Although the bank and corporate financing schemes (TFSME and CCFF) will last a few more months, the BoE has already begun to withdraw its support from other segments. The liquidity support programme (CTRF) was discontinued on 26 June, and the frequency of USD-liquidity providing operations was reduced from daily to only three times a week since July.

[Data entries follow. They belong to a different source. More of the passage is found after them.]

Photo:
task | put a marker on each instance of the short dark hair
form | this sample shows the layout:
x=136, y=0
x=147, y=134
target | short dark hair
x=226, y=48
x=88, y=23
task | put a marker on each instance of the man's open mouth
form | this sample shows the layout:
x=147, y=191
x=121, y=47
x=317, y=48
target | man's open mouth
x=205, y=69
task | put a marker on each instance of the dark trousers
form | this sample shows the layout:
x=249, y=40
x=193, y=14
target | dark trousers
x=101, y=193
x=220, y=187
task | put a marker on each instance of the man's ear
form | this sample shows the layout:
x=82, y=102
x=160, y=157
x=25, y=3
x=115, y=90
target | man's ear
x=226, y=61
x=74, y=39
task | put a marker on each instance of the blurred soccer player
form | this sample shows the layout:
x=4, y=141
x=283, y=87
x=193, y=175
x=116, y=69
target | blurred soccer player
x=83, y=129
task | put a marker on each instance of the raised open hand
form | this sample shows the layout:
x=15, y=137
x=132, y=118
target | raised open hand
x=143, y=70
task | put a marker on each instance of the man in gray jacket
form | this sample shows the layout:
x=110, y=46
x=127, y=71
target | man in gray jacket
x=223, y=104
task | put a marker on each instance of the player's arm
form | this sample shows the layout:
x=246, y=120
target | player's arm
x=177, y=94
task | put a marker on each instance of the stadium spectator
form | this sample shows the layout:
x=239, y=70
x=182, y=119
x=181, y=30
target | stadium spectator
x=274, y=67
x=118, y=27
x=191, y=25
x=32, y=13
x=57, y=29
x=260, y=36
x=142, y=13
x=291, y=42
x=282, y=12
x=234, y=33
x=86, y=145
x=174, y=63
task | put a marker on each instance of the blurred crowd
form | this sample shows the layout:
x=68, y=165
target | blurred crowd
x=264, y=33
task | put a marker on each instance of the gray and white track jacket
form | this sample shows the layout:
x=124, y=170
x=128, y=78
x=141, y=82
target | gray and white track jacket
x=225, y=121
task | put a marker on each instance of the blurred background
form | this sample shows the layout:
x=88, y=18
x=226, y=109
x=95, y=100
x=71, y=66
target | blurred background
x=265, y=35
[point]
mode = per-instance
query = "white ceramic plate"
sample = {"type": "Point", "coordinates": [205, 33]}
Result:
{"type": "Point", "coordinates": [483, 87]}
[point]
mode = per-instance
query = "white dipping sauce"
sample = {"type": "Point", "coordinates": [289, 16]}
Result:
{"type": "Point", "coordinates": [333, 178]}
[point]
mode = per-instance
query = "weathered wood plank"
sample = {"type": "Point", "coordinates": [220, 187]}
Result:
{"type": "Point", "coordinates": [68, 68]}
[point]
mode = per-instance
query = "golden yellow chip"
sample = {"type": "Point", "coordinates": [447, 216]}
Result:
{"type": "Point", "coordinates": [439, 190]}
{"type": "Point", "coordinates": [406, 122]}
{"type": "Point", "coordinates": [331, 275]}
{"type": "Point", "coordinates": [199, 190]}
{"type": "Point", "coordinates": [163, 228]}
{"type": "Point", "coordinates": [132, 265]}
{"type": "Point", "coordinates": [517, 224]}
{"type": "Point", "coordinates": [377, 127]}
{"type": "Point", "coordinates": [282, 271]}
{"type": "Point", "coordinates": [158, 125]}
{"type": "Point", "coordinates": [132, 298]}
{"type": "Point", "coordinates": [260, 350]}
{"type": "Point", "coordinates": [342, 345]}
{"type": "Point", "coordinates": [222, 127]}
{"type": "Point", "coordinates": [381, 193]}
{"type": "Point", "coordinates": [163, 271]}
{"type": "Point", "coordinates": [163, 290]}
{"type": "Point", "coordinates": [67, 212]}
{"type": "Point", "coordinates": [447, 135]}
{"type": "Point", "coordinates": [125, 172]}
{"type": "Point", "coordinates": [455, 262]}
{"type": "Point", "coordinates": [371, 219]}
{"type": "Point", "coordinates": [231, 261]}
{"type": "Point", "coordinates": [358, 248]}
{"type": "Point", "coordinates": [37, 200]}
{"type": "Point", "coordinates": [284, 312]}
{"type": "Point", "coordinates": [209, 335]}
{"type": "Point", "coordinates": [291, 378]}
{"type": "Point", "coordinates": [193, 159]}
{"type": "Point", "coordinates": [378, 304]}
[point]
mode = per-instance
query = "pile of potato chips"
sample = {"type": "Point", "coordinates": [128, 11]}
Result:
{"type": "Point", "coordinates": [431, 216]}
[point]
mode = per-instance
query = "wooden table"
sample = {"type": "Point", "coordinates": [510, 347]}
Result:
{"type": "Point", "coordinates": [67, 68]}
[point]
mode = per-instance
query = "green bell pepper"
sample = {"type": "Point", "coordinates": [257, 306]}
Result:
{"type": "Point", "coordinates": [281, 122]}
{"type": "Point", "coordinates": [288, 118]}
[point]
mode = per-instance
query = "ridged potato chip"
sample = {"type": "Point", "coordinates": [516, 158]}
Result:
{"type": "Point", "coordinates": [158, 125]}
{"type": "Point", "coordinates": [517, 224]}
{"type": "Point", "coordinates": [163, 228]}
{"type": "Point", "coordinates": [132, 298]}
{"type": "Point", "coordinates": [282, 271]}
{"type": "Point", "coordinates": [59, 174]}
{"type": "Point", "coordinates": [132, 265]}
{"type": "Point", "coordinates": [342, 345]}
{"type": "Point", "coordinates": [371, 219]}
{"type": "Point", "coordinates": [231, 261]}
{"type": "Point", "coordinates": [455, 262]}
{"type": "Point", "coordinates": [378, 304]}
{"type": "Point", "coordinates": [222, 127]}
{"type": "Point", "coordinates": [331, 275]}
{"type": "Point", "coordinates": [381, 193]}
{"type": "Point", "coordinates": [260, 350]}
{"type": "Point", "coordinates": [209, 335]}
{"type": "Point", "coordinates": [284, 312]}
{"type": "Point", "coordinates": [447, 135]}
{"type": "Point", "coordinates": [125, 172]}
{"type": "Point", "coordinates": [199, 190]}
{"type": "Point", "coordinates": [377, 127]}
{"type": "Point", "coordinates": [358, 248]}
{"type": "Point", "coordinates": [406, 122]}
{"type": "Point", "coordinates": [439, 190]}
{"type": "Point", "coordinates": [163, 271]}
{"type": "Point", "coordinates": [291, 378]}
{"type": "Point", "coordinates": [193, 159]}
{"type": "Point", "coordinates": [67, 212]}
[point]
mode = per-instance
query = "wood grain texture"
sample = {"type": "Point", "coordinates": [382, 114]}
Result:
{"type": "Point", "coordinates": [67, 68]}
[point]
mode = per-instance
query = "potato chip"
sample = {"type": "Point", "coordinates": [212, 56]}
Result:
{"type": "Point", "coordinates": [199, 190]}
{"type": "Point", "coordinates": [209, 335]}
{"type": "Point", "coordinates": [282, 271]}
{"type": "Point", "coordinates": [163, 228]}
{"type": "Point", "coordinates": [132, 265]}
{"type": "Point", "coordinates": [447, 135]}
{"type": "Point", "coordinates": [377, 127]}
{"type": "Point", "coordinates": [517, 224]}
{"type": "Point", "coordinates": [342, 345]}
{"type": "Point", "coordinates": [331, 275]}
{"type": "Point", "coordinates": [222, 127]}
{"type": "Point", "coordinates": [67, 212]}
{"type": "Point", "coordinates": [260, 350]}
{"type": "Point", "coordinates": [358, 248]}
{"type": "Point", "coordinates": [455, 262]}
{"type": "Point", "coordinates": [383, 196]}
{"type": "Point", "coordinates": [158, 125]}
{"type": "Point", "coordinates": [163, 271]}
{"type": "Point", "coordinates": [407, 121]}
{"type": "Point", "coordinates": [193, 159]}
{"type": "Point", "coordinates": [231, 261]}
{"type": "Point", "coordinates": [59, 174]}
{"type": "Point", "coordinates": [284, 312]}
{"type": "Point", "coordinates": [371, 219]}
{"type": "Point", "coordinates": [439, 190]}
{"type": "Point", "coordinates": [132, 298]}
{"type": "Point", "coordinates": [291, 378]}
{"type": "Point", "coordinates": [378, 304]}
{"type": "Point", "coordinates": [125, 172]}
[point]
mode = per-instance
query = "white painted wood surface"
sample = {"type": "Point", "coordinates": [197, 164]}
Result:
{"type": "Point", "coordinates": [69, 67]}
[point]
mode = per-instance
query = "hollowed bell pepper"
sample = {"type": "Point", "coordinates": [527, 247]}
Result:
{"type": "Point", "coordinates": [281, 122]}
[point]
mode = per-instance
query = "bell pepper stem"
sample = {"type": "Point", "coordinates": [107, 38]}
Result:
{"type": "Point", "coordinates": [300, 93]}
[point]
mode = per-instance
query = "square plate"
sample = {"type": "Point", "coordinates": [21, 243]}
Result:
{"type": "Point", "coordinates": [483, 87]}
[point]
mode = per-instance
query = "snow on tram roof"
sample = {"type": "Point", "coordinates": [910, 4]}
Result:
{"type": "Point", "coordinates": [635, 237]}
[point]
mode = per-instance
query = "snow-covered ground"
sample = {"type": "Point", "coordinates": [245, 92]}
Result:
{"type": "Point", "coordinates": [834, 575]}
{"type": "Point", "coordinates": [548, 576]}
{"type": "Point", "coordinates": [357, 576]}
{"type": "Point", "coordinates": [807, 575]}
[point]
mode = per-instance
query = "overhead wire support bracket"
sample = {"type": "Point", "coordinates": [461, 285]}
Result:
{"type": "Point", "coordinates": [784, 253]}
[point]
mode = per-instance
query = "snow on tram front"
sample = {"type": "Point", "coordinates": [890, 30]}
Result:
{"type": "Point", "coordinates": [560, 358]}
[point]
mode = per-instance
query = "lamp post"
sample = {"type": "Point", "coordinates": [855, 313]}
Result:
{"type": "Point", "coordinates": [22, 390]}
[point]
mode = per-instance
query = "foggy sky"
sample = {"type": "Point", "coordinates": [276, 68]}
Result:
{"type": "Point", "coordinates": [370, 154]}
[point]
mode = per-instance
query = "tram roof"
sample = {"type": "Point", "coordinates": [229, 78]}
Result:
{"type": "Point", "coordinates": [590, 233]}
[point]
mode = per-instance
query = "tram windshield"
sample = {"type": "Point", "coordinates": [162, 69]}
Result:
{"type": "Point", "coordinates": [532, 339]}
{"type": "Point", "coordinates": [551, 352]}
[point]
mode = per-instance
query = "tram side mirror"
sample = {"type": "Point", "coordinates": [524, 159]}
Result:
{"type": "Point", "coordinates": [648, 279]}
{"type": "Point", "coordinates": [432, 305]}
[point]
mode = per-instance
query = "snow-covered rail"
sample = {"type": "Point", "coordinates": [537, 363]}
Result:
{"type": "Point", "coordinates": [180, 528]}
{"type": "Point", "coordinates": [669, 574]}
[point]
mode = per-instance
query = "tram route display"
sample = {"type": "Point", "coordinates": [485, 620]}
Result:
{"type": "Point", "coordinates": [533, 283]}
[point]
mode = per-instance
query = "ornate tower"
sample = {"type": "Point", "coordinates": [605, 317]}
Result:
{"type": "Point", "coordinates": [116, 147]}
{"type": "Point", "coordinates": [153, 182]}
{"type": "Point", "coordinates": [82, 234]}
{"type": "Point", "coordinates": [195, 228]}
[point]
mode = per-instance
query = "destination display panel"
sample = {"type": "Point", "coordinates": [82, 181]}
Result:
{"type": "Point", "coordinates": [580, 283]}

A slow reconstruction process
The UK economy was hit hard by the protracted lockdown, as illustrated by figures released by the Office for National Statistics (ONS). After declining by nearly 6% in March, GDP plummeted by more than 20% in April, the first full month of lockdown. That is the biggest monthly decline since the series began in 1997 (see chart 4).
Of course, the figures for the next few months are bound to show signs of improvement, as the economy reopens and the various fiscal and monetary support programmes start to kick in.
Nonetheless, it will probably take a long time for the UK economy to return to pre-crisis levels, and its economic hardships will not end with renewed GDP growth.
Thanks to the job retention scheme (CJRS) and support for the self-employed (SEISS), which have benefited nearly 12 million people, the unemployment rate held steady at 3.9% between February and April. That said, this figure also reflects a contraction of the workforce. In addition, more than 600,000 employees lost their jobs during the lockdown. Given the scope of the economic crisis and the imminent ending of government support programmes, unemployment will inevitably rise sharply in the months to come. The Office for Budget Responsibility (OBR) is forecasting a surge in the unemployment rate to 10% in Q2 2020[1].
Two major risks loom on the horizon
The size of the rebound is all the more uncertain due to two threats looming over the UK economy. The first is the risk of a second wave of the virus requiring lockdown measures to be restored – a scenario which possibility was recently reiterated by leading health professional groups[2]. According to the OECD[3], GDP growth would contract by about 14% in 2020 in that scenario, as opposed to 11.5% without a second wave of the virus.
The second risk is the failure of negotiations on a free-trade agreement between the UK and the EU. This risk is all the greater now that the UK has officially rejected the extension of the current transition period beyond the end of the year (see box 5.)